Here I sit late at night/early morning Thinking. Camp is essentially done. The lessons are created and shared. The Ignite is presented. Many campers are tired from the brain overload or just plain exhaustion.
I, on the other hand, want to keep going. I guess I love this type of interaction.
It gets me thinking and pushing toward what I can do to help teachers, students, and the community.
So, what does it do for other teachers?
Should I worry about them and what they want to do to help others like I do?
Yes, I should. What they do or don't do hurts me indirectly. If teachers take risks and blend more tools into their instruction, then I have a job to help them be better at what tools to use and how to use them better. If teachers don't take risks, then I must walk a fine line of what to say, how much to push, and when to hold back. I'm not impressed with teachers who take the low hanging fruit and do just enough to get by. At the same time, I must realize I don't know them or their circumstances nor see their whole picture.

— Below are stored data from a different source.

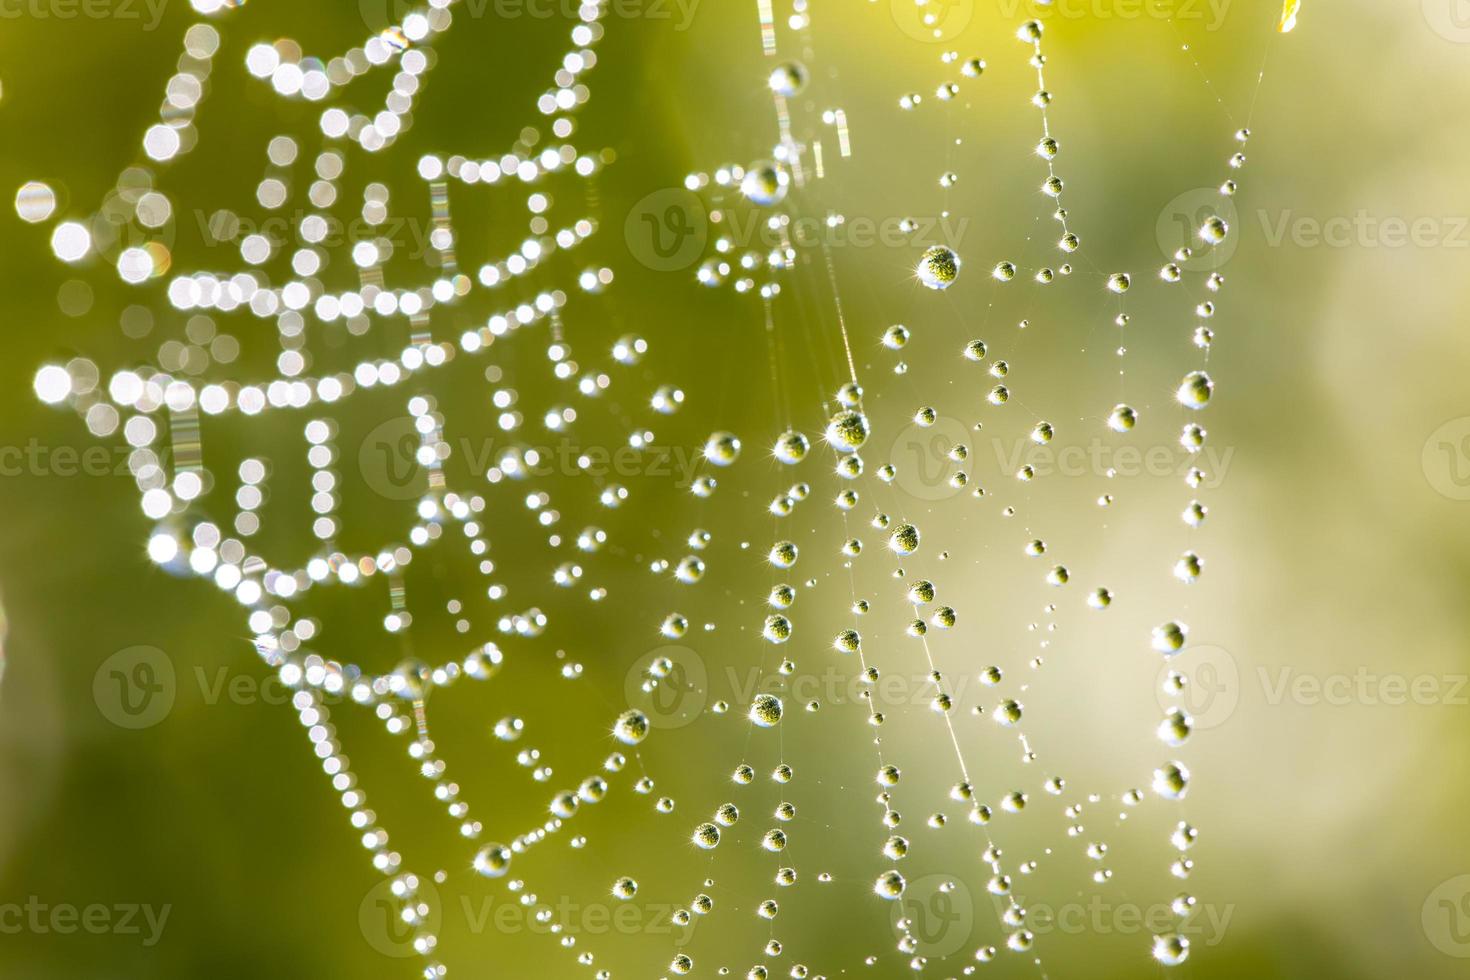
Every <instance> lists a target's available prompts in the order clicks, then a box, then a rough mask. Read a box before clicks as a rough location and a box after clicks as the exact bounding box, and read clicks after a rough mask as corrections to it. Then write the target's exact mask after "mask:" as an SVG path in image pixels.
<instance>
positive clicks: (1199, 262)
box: [1154, 187, 1241, 272]
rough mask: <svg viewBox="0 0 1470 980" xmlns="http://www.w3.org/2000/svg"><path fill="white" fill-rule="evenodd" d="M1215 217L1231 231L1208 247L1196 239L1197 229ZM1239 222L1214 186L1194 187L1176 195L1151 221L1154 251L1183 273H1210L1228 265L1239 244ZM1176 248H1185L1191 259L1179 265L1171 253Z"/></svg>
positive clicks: (1198, 236)
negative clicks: (1176, 265)
mask: <svg viewBox="0 0 1470 980" xmlns="http://www.w3.org/2000/svg"><path fill="white" fill-rule="evenodd" d="M1210 216H1216V217H1220V219H1223V220H1225V223H1226V225H1227V226H1229V228H1230V229H1232V232H1230V234H1227V235H1226V237H1225V241H1222V242H1220V244H1219V245H1208V244H1205V242H1204V241H1201V239H1200V228H1201V226H1204V222H1205V220H1207V219H1208V217H1210ZM1239 226H1241V220H1239V215H1238V213H1236V207H1235V200H1233V198H1230V197H1229V195H1226V194H1222V192H1220V188H1217V187H1197V188H1194V190H1192V191H1185V192H1183V194H1179V195H1176V197H1175V198H1173V200H1170V201H1169V203H1167V204H1164V207H1163V210H1160V212H1158V220H1155V222H1154V241H1157V242H1158V251H1160V253H1161V254H1163V256H1164V259H1167V260H1169V262H1173V263H1176V264H1177V266H1179V267H1180V269H1183V270H1185V272H1213V270H1216V269H1220V267H1222V266H1225V263H1227V262H1230V257H1232V256H1235V247H1236V245H1238V244H1239V241H1241V235H1239V231H1236V229H1239ZM1180 248H1189V250H1191V253H1192V254H1191V257H1189V259H1188V260H1186V262H1179V260H1177V259H1176V257H1175V254H1176V253H1177V251H1179V250H1180Z"/></svg>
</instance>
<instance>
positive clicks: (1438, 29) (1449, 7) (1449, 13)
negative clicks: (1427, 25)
mask: <svg viewBox="0 0 1470 980" xmlns="http://www.w3.org/2000/svg"><path fill="white" fill-rule="evenodd" d="M1420 6H1421V9H1423V12H1424V24H1427V25H1429V29H1430V31H1433V32H1435V34H1438V35H1439V37H1442V38H1445V40H1446V41H1454V43H1455V44H1470V0H1421V3H1420Z"/></svg>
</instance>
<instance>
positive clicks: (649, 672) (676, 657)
mask: <svg viewBox="0 0 1470 980" xmlns="http://www.w3.org/2000/svg"><path fill="white" fill-rule="evenodd" d="M645 686H647V688H648V691H647V693H645V692H644V688H645ZM623 695H625V696H626V698H628V704H631V705H638V708H639V710H641V711H642V713H644V714H647V716H648V723H650V724H653V727H656V729H682V727H684V726H686V724H689V723H691V721H694V720H695V718H698V717H700V714H701V713H703V711H704V705H706V704H707V702H709V698H710V674H709V669H707V667H706V664H704V658H703V657H700V655H698V654H697V652H694V651H692V649H689V648H688V646H681V645H678V644H669V645H664V646H657V648H654V649H651V651H648V652H647V654H644V655H642V657H639V658H638V661H637V663H635V664H634V666H632V667H629V670H628V674H626V676H625V677H623Z"/></svg>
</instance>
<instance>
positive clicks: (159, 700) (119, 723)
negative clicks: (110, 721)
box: [93, 646, 178, 730]
mask: <svg viewBox="0 0 1470 980" xmlns="http://www.w3.org/2000/svg"><path fill="white" fill-rule="evenodd" d="M176 693H178V683H176V679H175V676H173V661H171V660H169V657H168V654H165V652H163V651H162V649H159V648H157V646H128V648H126V649H119V651H118V652H116V654H113V655H112V657H109V658H107V660H104V661H103V664H101V667H98V669H97V673H96V674H94V676H93V701H96V702H97V710H98V711H101V714H103V717H104V718H107V720H109V721H112V723H113V724H116V726H118V727H122V729H134V730H137V729H148V727H153V726H154V724H157V723H159V721H162V720H163V718H165V717H168V714H169V711H172V710H173V698H175V696H176Z"/></svg>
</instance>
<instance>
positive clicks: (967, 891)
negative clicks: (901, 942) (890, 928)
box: [888, 874, 975, 958]
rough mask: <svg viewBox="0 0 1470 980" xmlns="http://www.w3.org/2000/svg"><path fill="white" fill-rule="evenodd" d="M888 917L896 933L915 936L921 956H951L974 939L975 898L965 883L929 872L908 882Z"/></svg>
mask: <svg viewBox="0 0 1470 980" xmlns="http://www.w3.org/2000/svg"><path fill="white" fill-rule="evenodd" d="M888 917H889V923H891V924H892V927H894V934H895V936H900V937H903V936H906V934H907V936H913V939H914V943H916V946H914V952H916V954H919V955H920V956H931V958H941V956H948V955H951V954H956V952H958V951H960V949H961V948H964V945H966V943H969V942H970V934H972V933H973V932H975V899H973V898H972V896H970V889H969V887H966V886H964V882H960V880H956V879H953V877H950V876H947V874H925V876H922V877H917V879H913V880H911V882H908V884H907V886H906V887H904V893H903V896H901V898H900V899H898V901H897V902H894V904H892V908H891V909H889V914H888Z"/></svg>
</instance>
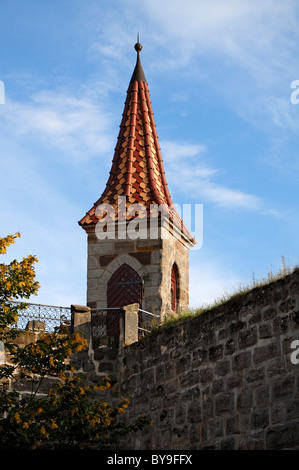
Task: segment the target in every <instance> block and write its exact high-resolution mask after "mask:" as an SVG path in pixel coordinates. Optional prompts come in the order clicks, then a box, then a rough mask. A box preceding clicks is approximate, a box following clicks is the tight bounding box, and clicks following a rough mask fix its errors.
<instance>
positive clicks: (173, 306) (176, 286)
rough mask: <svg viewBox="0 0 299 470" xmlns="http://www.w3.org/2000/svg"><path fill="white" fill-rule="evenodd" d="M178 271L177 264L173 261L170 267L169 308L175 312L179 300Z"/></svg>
mask: <svg viewBox="0 0 299 470" xmlns="http://www.w3.org/2000/svg"><path fill="white" fill-rule="evenodd" d="M179 292H180V286H179V271H178V267H177V265H176V264H175V263H174V264H173V266H172V268H171V309H172V310H173V311H174V312H176V311H177V308H178V301H179Z"/></svg>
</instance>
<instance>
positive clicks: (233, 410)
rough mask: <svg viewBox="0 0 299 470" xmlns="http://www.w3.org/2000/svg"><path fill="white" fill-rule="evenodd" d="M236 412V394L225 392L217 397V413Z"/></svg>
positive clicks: (215, 408)
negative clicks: (234, 397)
mask: <svg viewBox="0 0 299 470" xmlns="http://www.w3.org/2000/svg"><path fill="white" fill-rule="evenodd" d="M233 412H234V394H233V393H230V392H225V393H221V394H219V395H218V396H217V397H216V398H215V413H216V415H219V414H223V413H233Z"/></svg>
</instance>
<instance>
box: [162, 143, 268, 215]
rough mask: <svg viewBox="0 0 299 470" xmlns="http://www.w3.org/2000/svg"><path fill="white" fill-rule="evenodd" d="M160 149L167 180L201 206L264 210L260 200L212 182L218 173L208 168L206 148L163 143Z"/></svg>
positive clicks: (254, 195) (260, 200)
mask: <svg viewBox="0 0 299 470" xmlns="http://www.w3.org/2000/svg"><path fill="white" fill-rule="evenodd" d="M161 147H162V148H163V155H164V157H165V158H164V160H165V163H166V164H167V177H168V179H169V181H171V183H172V186H174V187H175V188H176V189H179V190H180V191H181V192H183V193H185V194H188V195H189V196H190V195H191V194H192V198H194V199H197V200H199V201H200V202H201V203H204V202H207V201H209V202H213V203H214V204H216V205H218V206H221V207H226V208H230V209H234V208H243V209H251V210H257V209H260V208H261V206H262V202H261V200H260V198H259V197H257V196H255V195H252V194H247V193H245V192H242V191H240V190H236V189H233V188H227V187H225V186H223V185H221V184H218V183H216V182H215V181H213V177H215V176H216V174H217V173H218V171H219V170H217V169H215V168H211V167H208V166H207V165H205V163H204V161H203V158H202V156H203V155H204V153H205V152H206V150H207V149H206V147H205V146H204V145H201V144H197V145H196V144H190V143H181V142H169V141H168V142H162V143H161ZM178 167H179V171H178Z"/></svg>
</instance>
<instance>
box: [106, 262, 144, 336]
mask: <svg viewBox="0 0 299 470" xmlns="http://www.w3.org/2000/svg"><path fill="white" fill-rule="evenodd" d="M141 301H142V280H141V277H140V276H139V274H138V273H137V272H136V271H135V270H134V269H133V268H132V267H131V266H129V265H128V264H126V263H124V264H122V265H121V266H120V267H119V268H118V269H117V270H116V271H115V273H114V274H112V276H111V278H110V279H109V281H108V285H107V307H108V308H110V309H111V308H113V307H116V310H109V311H108V320H107V335H108V336H115V335H118V334H119V310H118V309H117V307H123V306H124V305H129V304H135V303H138V304H139V305H141Z"/></svg>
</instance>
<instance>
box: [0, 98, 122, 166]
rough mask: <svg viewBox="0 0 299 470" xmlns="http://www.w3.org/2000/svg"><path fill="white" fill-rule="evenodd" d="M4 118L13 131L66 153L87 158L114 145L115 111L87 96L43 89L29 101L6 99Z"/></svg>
mask: <svg viewBox="0 0 299 470" xmlns="http://www.w3.org/2000/svg"><path fill="white" fill-rule="evenodd" d="M1 118H2V120H3V122H5V123H6V124H7V125H9V126H10V132H11V134H14V135H18V136H31V138H32V139H35V141H39V142H42V143H43V144H46V145H47V146H49V145H50V146H52V147H54V148H55V147H56V148H59V149H62V150H64V151H65V152H66V154H67V155H72V158H78V159H80V160H88V159H89V158H90V157H91V156H93V155H98V154H99V152H101V153H104V152H106V151H107V150H109V149H111V148H112V145H113V141H112V138H113V137H112V136H111V134H110V128H111V126H110V124H111V120H112V119H113V118H112V115H111V113H109V111H107V110H106V109H101V107H100V105H99V104H98V103H97V104H95V102H94V101H93V100H92V99H90V98H89V97H86V96H80V97H78V96H72V95H71V94H69V93H62V92H55V91H52V90H51V91H41V92H39V93H36V94H35V95H33V97H32V99H31V101H28V102H26V103H24V102H17V101H12V100H10V99H7V102H6V105H5V108H4V107H3V110H2V113H1Z"/></svg>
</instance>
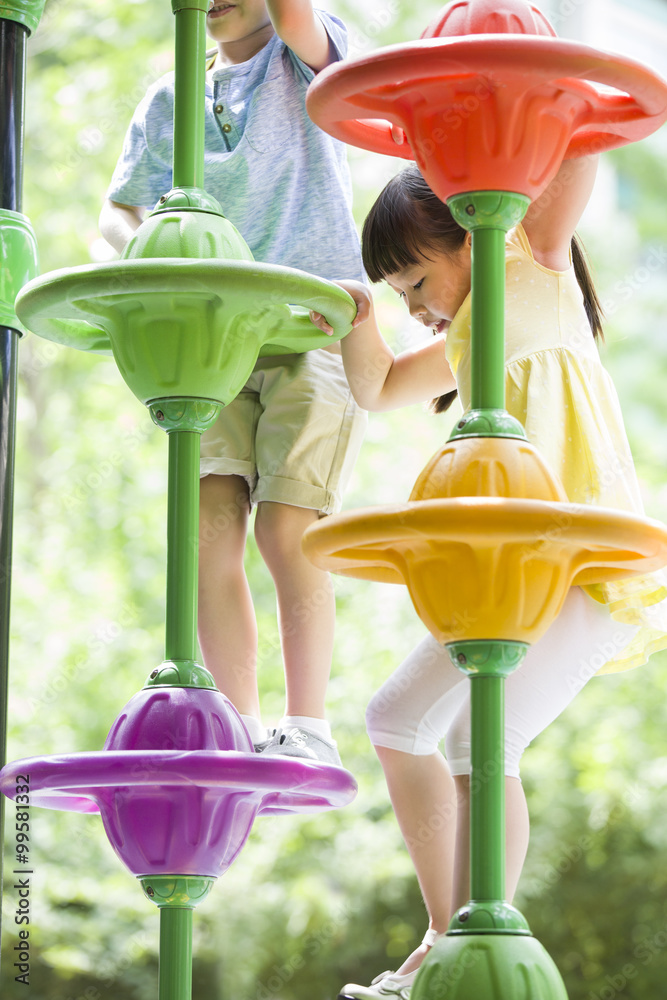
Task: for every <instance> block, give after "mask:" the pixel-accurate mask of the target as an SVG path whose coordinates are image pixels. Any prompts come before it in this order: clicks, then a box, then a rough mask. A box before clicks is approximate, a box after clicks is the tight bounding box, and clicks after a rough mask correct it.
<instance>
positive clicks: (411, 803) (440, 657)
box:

No, I shouldn't. They are grown folks and have had time to grow and be better at their jobs and in life. Their morals and values are not mine. They do not have the same background experiences as I do, therefore I can't put my own morals and values on them and expect them to follow them. They are responsible for themselves. (An attitude I should have learned in Kindergarten and still learning.)
Balance is needed. I must walk that fine line of what to say and do as well as when to jump far off the path and know when to do either.
That balance must be struck in the relationships I need to build with teachers. They can not nor will not respect me right when I meet them. Respect has to be earned through a consistent and meaningful relationship. That is what I need to do.
What do you do to bring balance in your educational life and the stress it brings?